America prides itself on being a bastion of freedom and possibility though it was an apartheid state until about 50 years ago (and, in ways, still is today). America is the wealthiest country in the world yet it has the highest deficit. America considers itself a Christian society, largely, based on high morals yet it has no problem invading other countries, destroying populations and suppressing rights. And Britney Spears claims herself an untouched, pure being while wearing a school girls uniform and singing thinly veiled songs about sex. There is a strong divide, it seems, between the face and what is behind it. I think this is why people there understood. Despite the dissection on my part, though, all the theory, I will never truly understand because I've not been there.

I had a conversation with a friend the other night. We had gone out to a show where this terrible band got on stage, played out countless cliches both in their music and performance; they were such a bad, terrible band they hurt me inside. On our walk away from that ridiculousness my friend said that had the band had funny lyrics he might have actually liked them. We got into a conversation about art and how low art can become high art if only it is self aware.

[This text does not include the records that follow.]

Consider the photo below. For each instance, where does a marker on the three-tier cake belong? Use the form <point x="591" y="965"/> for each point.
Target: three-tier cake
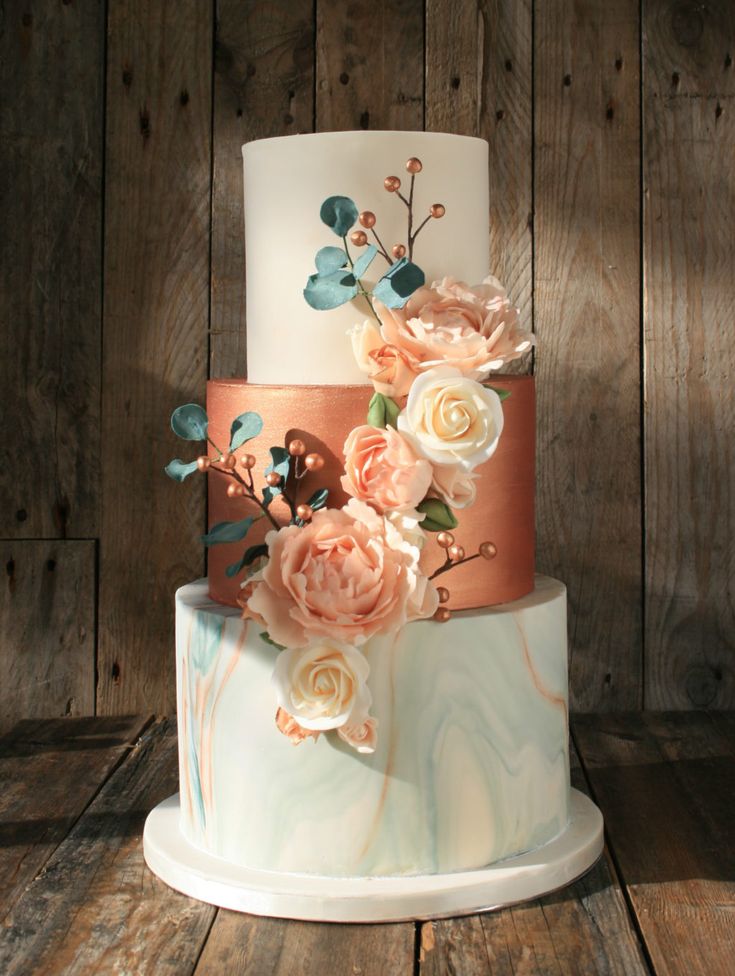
<point x="372" y="683"/>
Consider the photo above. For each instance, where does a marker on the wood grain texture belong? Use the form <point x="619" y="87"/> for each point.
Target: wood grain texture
<point x="369" y="65"/>
<point x="583" y="929"/>
<point x="155" y="336"/>
<point x="51" y="77"/>
<point x="263" y="87"/>
<point x="587" y="309"/>
<point x="38" y="762"/>
<point x="479" y="83"/>
<point x="240" y="944"/>
<point x="689" y="306"/>
<point x="666" y="787"/>
<point x="47" y="623"/>
<point x="96" y="907"/>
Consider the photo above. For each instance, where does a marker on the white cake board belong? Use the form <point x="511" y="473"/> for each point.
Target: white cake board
<point x="388" y="899"/>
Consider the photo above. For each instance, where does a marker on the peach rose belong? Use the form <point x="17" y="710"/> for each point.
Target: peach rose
<point x="391" y="369"/>
<point x="346" y="575"/>
<point x="451" y="419"/>
<point x="324" y="685"/>
<point x="288" y="725"/>
<point x="475" y="329"/>
<point x="382" y="468"/>
<point x="363" y="737"/>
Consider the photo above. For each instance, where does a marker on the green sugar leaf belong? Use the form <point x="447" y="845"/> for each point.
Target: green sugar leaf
<point x="398" y="283"/>
<point x="439" y="516"/>
<point x="330" y="259"/>
<point x="324" y="292"/>
<point x="228" y="532"/>
<point x="382" y="411"/>
<point x="364" y="261"/>
<point x="244" y="427"/>
<point x="318" y="499"/>
<point x="339" y="214"/>
<point x="190" y="422"/>
<point x="180" y="470"/>
<point x="249" y="557"/>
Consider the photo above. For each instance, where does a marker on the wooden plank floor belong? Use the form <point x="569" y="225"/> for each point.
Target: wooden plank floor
<point x="76" y="897"/>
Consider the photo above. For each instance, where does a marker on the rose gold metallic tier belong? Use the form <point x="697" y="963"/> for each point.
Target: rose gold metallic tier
<point x="323" y="416"/>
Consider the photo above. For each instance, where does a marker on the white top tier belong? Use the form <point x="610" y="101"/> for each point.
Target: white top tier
<point x="286" y="181"/>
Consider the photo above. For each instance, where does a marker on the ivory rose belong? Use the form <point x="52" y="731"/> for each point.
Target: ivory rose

And that is why I love “My Neck My Back” by Khia. So much. It is the most up front, honest and self aware song I know. Khia knew what she was doing when she made this song; she didn’t bother with thinly veiled innuendo, she just went straight to the point and so masterfully so. And there is a humour to it all. I imagine when they made this song in the studio they laughed at the disbelief that they actually made this song. I still can’t believe this song was made. It’s glorious. It takes those things that are considered low by conservative societal standards (dance music, ghetto glamourization, dirty sex) and heightens them to celebratory and unapologetic. It's rebelliousness in the best way. And so good.

Later in that same night that my friend and I left the terrible, terrible show, we walked past an art gallery, very small in size, that had on each wall a drawing of a dick and balls, not unlike something I’d see in a shitty bathroom stall. It made me laugh and I loved it.